[0001] Die Erfindung bezieht sich auf ein Band der dem Oberbegriff des Anspruchs 1 entsprechenden
Art.
[0002] Ein solches Band ist aus dem DE-GM 72 12 721 bekannt. Das Rahmenbandteil und das
Flügelbandteil umfassen jeweils ein Befestigungsteil und ein Scharnierteil. Das jeweilige
Befestigungsteil hat bei der bekannten Ausführungsform eine ebene, sich von der Vorderseite
des Scharnierteils schräg gegen die Befestigungsfläche auf dem Rahmen bzw. Flügel
erstreckende Vorderseite. Die Bandteile sind aus stranggepreßten Profilabschnitten
hergestellt, und in die Vorderseite ist beim Strangpressen eine in Preßrichtung, d.h.
parallel zum Bandzapfen verlaufende Rechtecknut eingebracht, in die ein plattenförmiges
Abdeckstück derart einsetzbar ist, daß es mit der Vorderseite des Befestigungsteils
fluchtet. Auch das Abdeckstück ist ein Strangpreßteil, und an seiner Rückseite ist
eine sich im wesentlichen radial zum Bandzapfen, also horizontal erstreckende C-Nut
angeformt, in die ein Halteelement in Längsrichtung der C-Nut einschiebbar ist, welches
einen vorspringenden, die C-Schenkel der Nut hintergreifenden Kopf und einen sich
in eine entsprechende Bohrung des Befestigungsteils hineinerstreckenden Schaft aufweist,
der mittels einer von der Rückseite des jeweiligen Befestigungsteils her betätigbaren
Halteschraube in dem Befestigungsteil festlegbar ist. Im montierten Zustand kann das
Abdeckstück also von vorn nicht mehr entfernt werden.
[0003] Bei der bekannten Ausführungsform ist die Halteschraube in eine konzentrische Gewindebohrung
des Schaftes eingeschraubt und steht dementsprechend so steil zu der Befestigungsfläche,
daß es bei bestimmten räumlichen Gegebenheiten am Rahmen oder Flügel nur schwer möglich
ist, die Halteschraube zu erreichen.
[0004] Der Erfindung liegt die Aufgabe zugrunde, die Befestigung eines Abdeckstücks leichter
betätigbar zu machen.
[0005] Diese Aufgabe wird durch die in Anspruch 1 wiedergegebene Erfindung gelöst.

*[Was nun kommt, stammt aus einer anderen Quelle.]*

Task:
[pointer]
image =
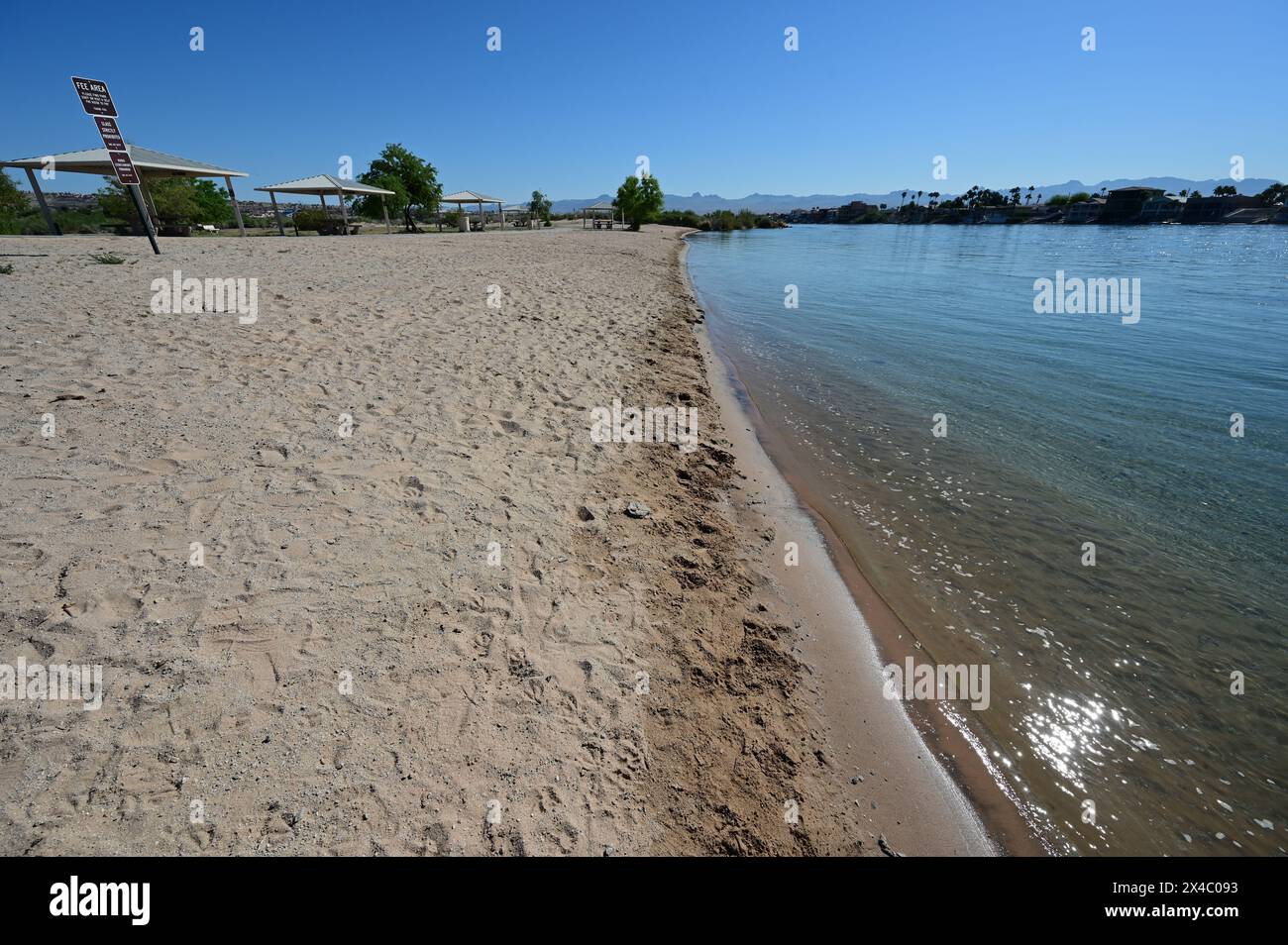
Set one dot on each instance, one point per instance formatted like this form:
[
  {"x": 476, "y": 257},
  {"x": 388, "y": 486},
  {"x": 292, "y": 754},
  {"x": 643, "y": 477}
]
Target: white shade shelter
[
  {"x": 463, "y": 197},
  {"x": 595, "y": 213},
  {"x": 322, "y": 184},
  {"x": 150, "y": 163}
]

[0006] Dadurch daß die Halteschraube nicht mehr in Richtung des Schaftes, sondern quer dazu
verläuft, kann sie leicht in eine Lage gebracht werden, die parallel oder fast parallel
zu der Befestigungsfläche des jeweiligen Bandteils verläuft, so daß mit einem Schlüssel
von der Schattennut her die Halteschraube leicht angezogen und auch wieder gelöst
werden kann, wenn das Abdeckstück vorübergehend wieder abgenommen werden muß.

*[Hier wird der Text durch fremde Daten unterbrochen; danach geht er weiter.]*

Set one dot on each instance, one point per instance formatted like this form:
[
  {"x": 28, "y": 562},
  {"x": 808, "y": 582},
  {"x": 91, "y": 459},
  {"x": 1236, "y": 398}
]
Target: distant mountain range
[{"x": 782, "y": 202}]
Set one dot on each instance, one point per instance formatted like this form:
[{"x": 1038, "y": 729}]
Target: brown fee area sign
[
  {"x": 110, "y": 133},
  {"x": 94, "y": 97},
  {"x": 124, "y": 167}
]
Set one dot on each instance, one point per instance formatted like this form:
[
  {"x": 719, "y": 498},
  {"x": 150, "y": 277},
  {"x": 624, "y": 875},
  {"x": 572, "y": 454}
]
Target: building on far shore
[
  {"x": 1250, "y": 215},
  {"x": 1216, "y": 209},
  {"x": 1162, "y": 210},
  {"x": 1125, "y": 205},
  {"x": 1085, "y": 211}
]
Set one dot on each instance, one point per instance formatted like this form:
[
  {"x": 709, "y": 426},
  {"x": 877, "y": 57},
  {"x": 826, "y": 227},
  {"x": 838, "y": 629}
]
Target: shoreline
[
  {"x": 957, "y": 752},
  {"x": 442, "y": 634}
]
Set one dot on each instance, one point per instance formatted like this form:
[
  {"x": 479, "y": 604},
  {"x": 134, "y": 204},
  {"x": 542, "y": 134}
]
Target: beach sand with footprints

[0007] Die Halteschraube kann auf der der Betätigungsseite, also der Schattennut gegenüberliegenden
Seite, in eine Bohrung des Befestigungsteils eingreifen (Anspruch 2).
[0008] Bevorzugt ist allerdings eine Ausführungsform, bei der die Halteschraube eine in
dem Befestigungsteil ausgebildete Kante hintergreift, und zwar so, daß beim Anziehen
der Halteschraube ein Zug auf den Schaft des Halteelements ausgeübt und dieses spielfrei
festgelegt wird.
[0009] Dieser Gedanke kann insbesondere dadurch gefördert werden, daß gemäß Anspruch 4 die
Halteschraube vorn konisch zugespitzt ist.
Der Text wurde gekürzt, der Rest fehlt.